Le dio un codazo en represalia. Gruñó, pero ella pensó que era difícil que lo hubiera sentido a través del abrigo grueso.
—Cuando descubrí que no estabas y encontré el cesto y el arma al lado del sendero... fue un momento que espero no volver a vivir otra vez.
El áspero reconocimiento hizo que el corazón de Caroline se detuviera. Había tanto que deseaba decir —y más que deseaba oír de él— pero estaba exhausta y el movimiento del caballo casi la invitaba a dormir. Sería mejor que pospusiera la conversación que tenía en mente hasta que hubiera recuperado todas sus fuerzas.

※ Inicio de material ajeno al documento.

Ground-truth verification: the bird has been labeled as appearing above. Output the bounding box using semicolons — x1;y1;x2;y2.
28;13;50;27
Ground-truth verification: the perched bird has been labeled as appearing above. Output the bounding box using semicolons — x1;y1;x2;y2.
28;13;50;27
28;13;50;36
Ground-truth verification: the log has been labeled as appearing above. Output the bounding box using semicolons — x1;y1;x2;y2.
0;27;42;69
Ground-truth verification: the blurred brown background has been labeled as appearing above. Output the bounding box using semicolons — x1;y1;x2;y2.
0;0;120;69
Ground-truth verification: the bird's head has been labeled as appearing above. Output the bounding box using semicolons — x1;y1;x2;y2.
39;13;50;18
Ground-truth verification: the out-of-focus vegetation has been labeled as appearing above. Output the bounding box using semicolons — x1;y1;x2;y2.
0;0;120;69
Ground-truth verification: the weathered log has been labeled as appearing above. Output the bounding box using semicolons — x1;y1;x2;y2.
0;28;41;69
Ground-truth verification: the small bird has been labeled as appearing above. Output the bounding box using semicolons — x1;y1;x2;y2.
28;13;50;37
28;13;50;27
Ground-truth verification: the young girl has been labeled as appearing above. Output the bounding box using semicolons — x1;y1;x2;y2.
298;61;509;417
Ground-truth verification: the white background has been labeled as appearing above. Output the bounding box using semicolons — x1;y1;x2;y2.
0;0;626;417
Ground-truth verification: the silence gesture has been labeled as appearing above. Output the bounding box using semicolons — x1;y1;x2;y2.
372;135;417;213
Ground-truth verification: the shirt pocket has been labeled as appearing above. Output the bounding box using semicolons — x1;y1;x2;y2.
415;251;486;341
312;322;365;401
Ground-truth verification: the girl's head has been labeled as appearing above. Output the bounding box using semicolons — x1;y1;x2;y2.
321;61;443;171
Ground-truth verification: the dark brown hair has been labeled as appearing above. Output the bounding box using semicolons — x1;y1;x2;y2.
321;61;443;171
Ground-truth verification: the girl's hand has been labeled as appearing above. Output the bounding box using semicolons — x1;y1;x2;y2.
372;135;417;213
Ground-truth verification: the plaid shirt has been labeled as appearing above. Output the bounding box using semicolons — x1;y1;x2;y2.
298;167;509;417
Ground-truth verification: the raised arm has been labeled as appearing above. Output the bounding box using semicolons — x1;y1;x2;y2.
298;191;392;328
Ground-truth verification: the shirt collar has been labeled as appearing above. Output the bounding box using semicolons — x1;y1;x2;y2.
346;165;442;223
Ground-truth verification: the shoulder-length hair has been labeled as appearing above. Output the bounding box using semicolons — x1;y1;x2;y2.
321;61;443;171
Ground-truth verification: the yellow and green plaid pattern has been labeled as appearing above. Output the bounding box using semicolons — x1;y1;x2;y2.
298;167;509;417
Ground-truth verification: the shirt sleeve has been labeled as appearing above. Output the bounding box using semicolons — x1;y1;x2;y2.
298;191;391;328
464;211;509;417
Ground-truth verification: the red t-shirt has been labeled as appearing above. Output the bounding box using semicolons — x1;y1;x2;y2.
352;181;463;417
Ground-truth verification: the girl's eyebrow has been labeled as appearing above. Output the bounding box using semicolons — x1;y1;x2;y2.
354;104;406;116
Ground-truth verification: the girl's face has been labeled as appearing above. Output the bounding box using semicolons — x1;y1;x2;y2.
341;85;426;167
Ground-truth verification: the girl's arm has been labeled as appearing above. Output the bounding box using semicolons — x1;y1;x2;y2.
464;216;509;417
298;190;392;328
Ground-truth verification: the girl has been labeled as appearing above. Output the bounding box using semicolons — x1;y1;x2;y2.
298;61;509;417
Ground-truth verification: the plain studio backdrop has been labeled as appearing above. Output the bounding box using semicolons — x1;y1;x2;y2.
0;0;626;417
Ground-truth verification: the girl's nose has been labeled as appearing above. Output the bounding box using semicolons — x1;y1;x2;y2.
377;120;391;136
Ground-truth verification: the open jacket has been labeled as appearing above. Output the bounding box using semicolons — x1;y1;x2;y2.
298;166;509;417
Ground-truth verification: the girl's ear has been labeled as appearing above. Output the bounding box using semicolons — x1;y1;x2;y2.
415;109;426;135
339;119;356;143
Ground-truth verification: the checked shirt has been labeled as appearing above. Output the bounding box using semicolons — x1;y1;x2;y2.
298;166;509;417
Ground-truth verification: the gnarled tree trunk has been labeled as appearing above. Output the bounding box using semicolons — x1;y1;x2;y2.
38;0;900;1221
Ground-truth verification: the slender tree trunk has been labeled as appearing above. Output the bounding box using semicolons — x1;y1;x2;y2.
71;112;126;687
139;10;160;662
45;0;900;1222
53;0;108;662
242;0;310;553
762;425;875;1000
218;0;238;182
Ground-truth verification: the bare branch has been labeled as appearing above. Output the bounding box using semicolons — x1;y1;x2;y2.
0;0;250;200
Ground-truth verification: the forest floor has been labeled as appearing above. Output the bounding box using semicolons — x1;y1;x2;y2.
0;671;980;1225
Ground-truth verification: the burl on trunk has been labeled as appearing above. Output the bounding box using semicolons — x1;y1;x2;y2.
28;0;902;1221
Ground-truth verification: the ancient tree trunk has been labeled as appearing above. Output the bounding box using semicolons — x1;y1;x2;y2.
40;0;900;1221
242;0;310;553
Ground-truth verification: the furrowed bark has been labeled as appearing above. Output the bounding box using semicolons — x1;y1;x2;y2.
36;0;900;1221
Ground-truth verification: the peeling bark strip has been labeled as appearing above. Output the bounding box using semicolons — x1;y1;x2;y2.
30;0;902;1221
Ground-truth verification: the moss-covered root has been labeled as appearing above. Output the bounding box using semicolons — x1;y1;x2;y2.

—¿Crees que podremos detenemos para comer? —fue todo lo que dijo.
—¿No te han dado de comer? —sin detener el caballo, se volvió sobre la montura, hurgó en la bolsa que estaba atada detrás y extrajo una manzana, la cual le entregó.
—Preferiría llegar lo más lejos posible antes de que se desate el mal tiempo, si esto evita que te mueras de hambre hasta que nos detengamos.
Con un gruñido inexpresivo y una mirada afligida a la manzana, Caroline la aceptó e hincó los dientes en la piel roja. La fruta, acídula y jugosa, sabía a néctar. La masticó y acabó con ella hasta que no quedó nada más que el trozo más delgado del corazón, entonces lo arrojó al suelo mientras se relamía los dedos pegajosos. Cuando observó a Matt, esperando encontrar una mirada divertida, en lugar de eso descubrió su aspecto preocupado mientras contemplaba el cielo a través de las brechas en la bóveda de follaje encima de ellos.
—¿Sucede algo? —preguntó Caroline, inquieta por su expresión.
—Si no me equivoco, vamos a tener nieve antes del anochecer.
—¡Pero no estaremos en casa entonces!
—No.
—¿Qué haremos?
Matt sacudió la cabeza.
—Si es fuerte, refugiarnos hasta que termine. Si no, cabalgar a través de ella. Lo he hecho antes.
—¿De verdad?
—Muchas veces, cuando llegamos a este lugar, antes de que el pueblo estuviera bien establecido y la casa construida. Te asombraría saber qué salvaje era esta parte de la región.
Como a Caroline todavía le parecía salvaje, consideró la idea de que una vez había sido más agreste con consternación. Pero ahora que las punzadas más agudas de hambre se habían aplacado, el sueño la estaba venciendo. Se agazapó más en la manta, dejó caer su cabeza contra él y le sonrió cuando la miró.
—Pareces estar exhausta, amor —dijo, la curva de su boca con una expresión casi tierna—. ¿Por qué no te relajas y te duermes? Puedes confiar en que te llevaré a casa a salvo.
—Lo sé. Pero no estoy tan cansada.
—¿No?
—No.
No dijo nada más, sólo acomodó el brazo con más firmeza alrededor de su cintura mientras él guiaba el caballo hacia la casa, utilizando el río como mapa. Acunada por la oscilación apacible, el calor de su cuerpo detrás de ella y la certeza de saber que estaba segura en sus manos, Caroline cerró los ojos. Sólo por un minuto, para descansar los párpados agobiados.
Un momento después se había dormido. Y mientras dormía la nieve amenazante comenzó a caer.